Fully Observable Environment
Fully oberservability: agent directly observes environment state
$O_t = S_t^a = S_t^a$
- Agent state = environment state = information state
- Formally, this is a Markov decision process.
Partially Observable Environment
- Partial observability: agent indirectly observes environment
- A robot with camera vision isn’t told its absolute location
- A trading agent only observes current prices
- A poker playing agent only observes public cards
-
Now agent state $\neq$ environment state
- Formally this is a partially observable Markov decision process
- Agent must construct its own state representation ${S_t}^a$
- Complete history ${S_t}^a = H_t$
- Beliefs of environment state (vector of prob)
- Recurrent neural network $\sigma ({S_{t-1}}^a W_s + O_t W_o)$
Inside an RL Agent
Major Components of an RL Agent
- An RL agent may include one or more of these components
- Policy: agent’s behavior function
- Value function: how good is each state and/or action (reward expected)
- Model: agent’s representation of the environment
Policy
- A policy is the agent’s behavior
- It is a map from state to action
- Deterministic policy: $a = \pi (s)$
- Stochastic policy: \(\pi (a | s) = P[A=a | S=s]\)
Value Function
- Value function is a prediction of future reward
- Used to evaluate the goodness/badness of states
- And therefore to select between actions
Discounting more future rewards.
Model
- A model predicts what the environment will do next
- Transitions: $\mathcal{P} predicts the next state (i.e. dynamic)
- Rewards: $\mathcal{R}$ predicts the next immediate reward
Not a requirement to build a model for env.
Maze Example
- Rewards: -1 per time step
- Actions: N, E, S, W
- States: Agent’s location
Categorizing RL agents
- Value based
- No policy or Implicit policy
- Value Functions
- Policy based
- Policy
- No Value Function
- Actor Critic
- Policy
- Value Function
- Model Free
- Policy and/or Value Function
- No Model (without knowing how env works)
- Model based
- Policy and/or Value Function
- Model
Problems Within Reinforcement Learning
Learning and Planning
Two fundamental problems in sequential decision making
- Reinforcement Learning
- The enviroment is initially unknown
- The agent interacts with the environment
- The agent improves its policy
- Planning
- A model of the environment is known
- The agent performs computations with its model (w/o any external interaction)

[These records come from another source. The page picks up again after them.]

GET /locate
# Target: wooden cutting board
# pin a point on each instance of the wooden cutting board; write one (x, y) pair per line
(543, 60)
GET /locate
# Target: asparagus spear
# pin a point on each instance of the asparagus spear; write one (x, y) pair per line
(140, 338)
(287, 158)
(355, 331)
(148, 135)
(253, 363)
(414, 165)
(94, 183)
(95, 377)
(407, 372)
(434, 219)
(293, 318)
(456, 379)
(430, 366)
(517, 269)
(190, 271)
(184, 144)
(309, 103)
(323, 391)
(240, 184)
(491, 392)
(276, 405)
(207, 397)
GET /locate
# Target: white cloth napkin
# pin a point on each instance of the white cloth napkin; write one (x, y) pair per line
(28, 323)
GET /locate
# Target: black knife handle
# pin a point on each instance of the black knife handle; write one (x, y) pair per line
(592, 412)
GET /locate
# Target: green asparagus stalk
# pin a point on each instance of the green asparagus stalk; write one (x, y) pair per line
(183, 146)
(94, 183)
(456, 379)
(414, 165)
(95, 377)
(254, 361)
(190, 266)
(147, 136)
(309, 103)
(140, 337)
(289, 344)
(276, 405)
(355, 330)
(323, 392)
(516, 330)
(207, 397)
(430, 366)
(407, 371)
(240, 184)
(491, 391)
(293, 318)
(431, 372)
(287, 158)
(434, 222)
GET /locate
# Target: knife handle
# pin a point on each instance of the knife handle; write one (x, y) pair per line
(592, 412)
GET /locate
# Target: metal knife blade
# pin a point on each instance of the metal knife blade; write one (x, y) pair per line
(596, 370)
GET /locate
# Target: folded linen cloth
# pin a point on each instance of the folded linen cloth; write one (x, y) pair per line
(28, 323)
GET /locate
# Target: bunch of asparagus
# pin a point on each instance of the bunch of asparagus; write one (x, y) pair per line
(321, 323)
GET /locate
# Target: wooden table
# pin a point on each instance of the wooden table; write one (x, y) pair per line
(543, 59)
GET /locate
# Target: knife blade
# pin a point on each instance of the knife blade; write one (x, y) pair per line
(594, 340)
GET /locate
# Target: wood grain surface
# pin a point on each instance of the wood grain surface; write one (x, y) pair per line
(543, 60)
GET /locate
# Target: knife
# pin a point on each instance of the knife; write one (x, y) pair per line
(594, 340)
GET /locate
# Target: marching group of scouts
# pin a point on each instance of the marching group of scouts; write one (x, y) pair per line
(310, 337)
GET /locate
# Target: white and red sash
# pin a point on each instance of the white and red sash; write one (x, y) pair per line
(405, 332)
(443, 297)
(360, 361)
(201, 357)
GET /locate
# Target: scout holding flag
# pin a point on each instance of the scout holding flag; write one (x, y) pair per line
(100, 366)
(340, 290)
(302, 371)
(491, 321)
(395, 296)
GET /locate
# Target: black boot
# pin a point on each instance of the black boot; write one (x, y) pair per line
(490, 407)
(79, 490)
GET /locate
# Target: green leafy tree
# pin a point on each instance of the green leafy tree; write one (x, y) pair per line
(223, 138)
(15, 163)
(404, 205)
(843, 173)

- The agent improves its policy
- a.k.a deliberation, reasoning, introspection, pondering, thought, search
Atari Example: Reinforcement Learning
- Rules of the game are unknown
- Learn directly from interactive game-play
- Pick actions on joystick, see pixels and scores
Atari Example: Planning
- Rules of the game are known
- Can query emulator
- perfect model inside agent’s brain
- If I take action a from state s:
- what would the next state be?
- what would the score be?
- Plan ahead to find optimal policy
- e.g. tree search
Exploration and Exploitation
How to balance exploration and exploitation?
- Reinforcement learning is like trial-and-error learning
- The agent should discover a good policy
- From its experiences of the environment
- Without losing too much reward along the way
- Exploration finds more information about the environment
- Exploitation exploits known information to maximize reward
- It is usually important to explore as well as exploit.